In the early 1900s, Al Capone virtually owned Chicago. Capone wasn’t famous for anything heroic. He was notorious for entangling the Windy City in everything from bootlegged booze and prostitution to murder.

Capone had a lawyer nicknamed “Easy Eddie.” He was Capone’s lawyer for a good reason. Eddie was very good at what he did. In fact, Eddie’s skill at legal maneuvering kept Big Al out of jail for a long time. Capone paid him very well, and Eddie and lived in mansion with live-in help and all of the conveniences of the day. The estate was so large it filled a Chicago city block.

Eddie enjoyed the high life and gave little consideration to the serious wrongdoings that went on around him, but he did have one soft spot. He had a son he loved dearly, and saw to it that he had the best of everything–clothes, cars, and a good education.

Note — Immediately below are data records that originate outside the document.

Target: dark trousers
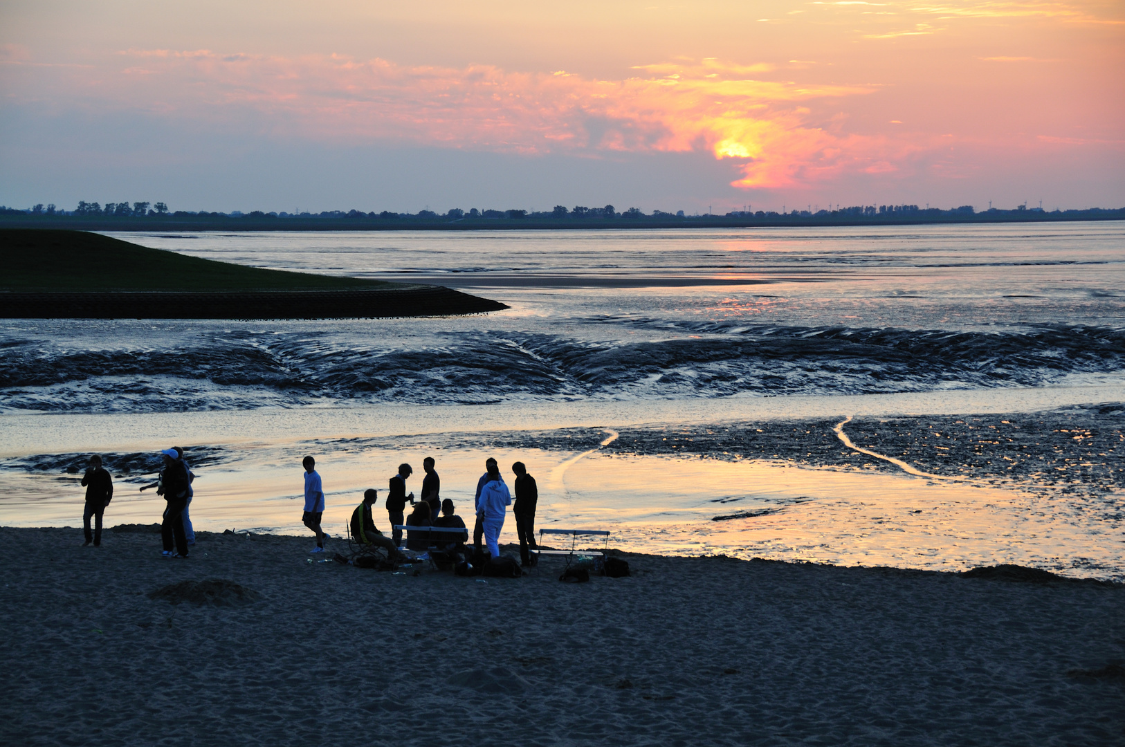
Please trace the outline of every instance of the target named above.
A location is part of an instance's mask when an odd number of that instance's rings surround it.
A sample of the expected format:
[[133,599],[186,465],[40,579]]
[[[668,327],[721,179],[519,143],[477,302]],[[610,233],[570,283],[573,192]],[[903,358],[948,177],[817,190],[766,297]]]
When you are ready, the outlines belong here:
[[398,511],[398,512],[388,511],[387,515],[390,516],[390,539],[395,540],[395,547],[402,547],[403,546],[403,530],[395,529],[395,525],[397,524],[397,525],[402,526],[404,523],[406,523],[406,522],[403,521],[403,512],[402,511]]
[[515,533],[520,537],[520,560],[523,561],[523,565],[533,562],[532,555],[528,549],[539,549],[539,546],[536,544],[536,514],[516,515]]
[[164,549],[172,549],[172,538],[176,538],[176,551],[180,555],[188,554],[188,537],[183,533],[183,520],[180,516],[183,507],[188,505],[188,498],[172,498],[164,508],[164,521],[160,525],[160,538],[164,541]]
[[[106,513],[106,504],[102,502],[87,503],[86,511],[82,512],[82,531],[86,532],[86,541],[91,540],[97,547],[101,544],[101,514]],[[93,516],[93,534],[90,534],[90,516]]]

Nothing was withheld and price was no object.

Despite his involvement with organized crime, Eddie even tried to teach his son right from wrong. Eddie wanted him to be a better man than he was. Yet with all his wealth and influence, there were two things he couldn’t give his son: he couldn’t pass on a good name and he couldn’t set a good example.

One day, Easy Eddie reached a difficult decision. Wanting to rectify wrongs he had done, he decided he would go to the authorities and tell the truth about Capone, clean up his tarnished name, and offer his son some semblance of integrity. To do this, he would have to testify against the Mob, and he knew that the cost would be great. But he testified. Within the year, Easy Eddie’s life ended in a blaze of gunfire on a lonely Chicago Street, but in his eyes he had given his son the greatest gift he had to offer, at the greatest price he could pay.

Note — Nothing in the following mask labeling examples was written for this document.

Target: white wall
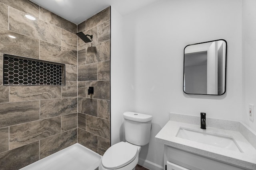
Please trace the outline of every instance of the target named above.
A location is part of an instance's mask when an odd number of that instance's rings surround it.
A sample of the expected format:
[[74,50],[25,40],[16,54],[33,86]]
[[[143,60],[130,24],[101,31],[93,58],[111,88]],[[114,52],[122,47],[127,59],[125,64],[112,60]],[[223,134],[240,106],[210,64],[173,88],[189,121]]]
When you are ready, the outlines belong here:
[[[132,51],[126,48],[122,17],[111,6],[111,145],[124,141],[123,115],[134,107],[134,61]],[[125,55],[126,54],[126,55]]]
[[[254,120],[249,120],[249,104],[256,106],[256,1],[242,1],[242,56],[243,61],[243,90],[244,100],[243,121],[256,131],[256,116]],[[256,106],[254,106],[254,112]]]
[[[154,136],[167,122],[169,112],[199,115],[204,112],[210,117],[241,119],[241,0],[162,0],[120,16],[118,21],[114,20],[114,14],[111,22],[124,25],[117,33],[111,25],[112,139],[118,138],[112,129],[119,128],[122,111],[130,109],[152,115],[150,142],[142,147],[140,158],[160,167],[164,163],[164,146],[155,141]],[[184,94],[184,47],[220,39],[228,43],[226,93],[221,96]],[[123,49],[114,47],[121,43],[125,45]],[[126,95],[134,101],[124,100]],[[122,103],[126,102],[130,103]]]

Fast forward to World War II, a war that produced many heroes, one of whom was Lt. Cmdr. Butch O’Hare. He was a fighter pilot assigned to the aircraft carrier Lexington in the South Pacific.

One day, his entire squadron was sent on a mission. After he was airborne, he looked at his fuel gauge and realized he would not have enough fuel to complete his mission and get back to his ship. His flight leader told him to return to the carrier. Reluctantly, he dropped out of formation and headed back to the fleet. As he was returning to the mother ship, he saw something that turned his blood cold. A squadron of Japanese aircraft was speeding their way toward the American fleet.

The American fighters were gone on a sortie, and the fleet was all but defenseless. He couldn’t reach his squadron and bring them back in time to save the fleet, nor could he warn the fleet of the approaching danger. There was only one thing to do. He must somehow divert the oncoming aircraft. Laying aside all thoughts of personal safety, he dove into the formation of Japanese planes. Wing-mounted 50-calibers blazed as he attacked one surprised enemy plane after another. Butch wove in and out of the now broken formation and fired until all his ammunition was spent.

Undaunted, he continued the assault. He dove at the planes, trying to clip a wing or tail in hopes of damaging as many of them as possible. Finally, the remnants of the Japanese squadron fled in another direction.

Butch O’Hare made it back to the carrier, where he reported the event. The film from the gun-camera mounted on his plane showed the extent of his daring attempt to protect his fleet. He had, in fact, destroyed five enemy aircraft. For his actions Butch became the Navy’s first Ace of WWII and the first Naval aviator to win the Congressional Medal of Honor. A year later, Butch was killed in aerial combat at the age of 29. His hometown would not allow the memory of this WWII hero fade, and today, O’Hare Airport in Chicago is named in tribute to the courage of this great man.

So what do these two stories have to do with each other? Butch O’Hare was Easy Eddie’s son.

The life we live today affects the generations to come. We were meant to give away our lives, so focus on living your legacy instead of worrying about leaving your legacy. If you do, you will define yourself and others by an inspired life.

One of the most joyful moments for leaders is to pass the baton to someone they have invested in, and then see their values reflected in the new leader. Just like Butch O’Hare.

Who is the next future leader you are inspiring today?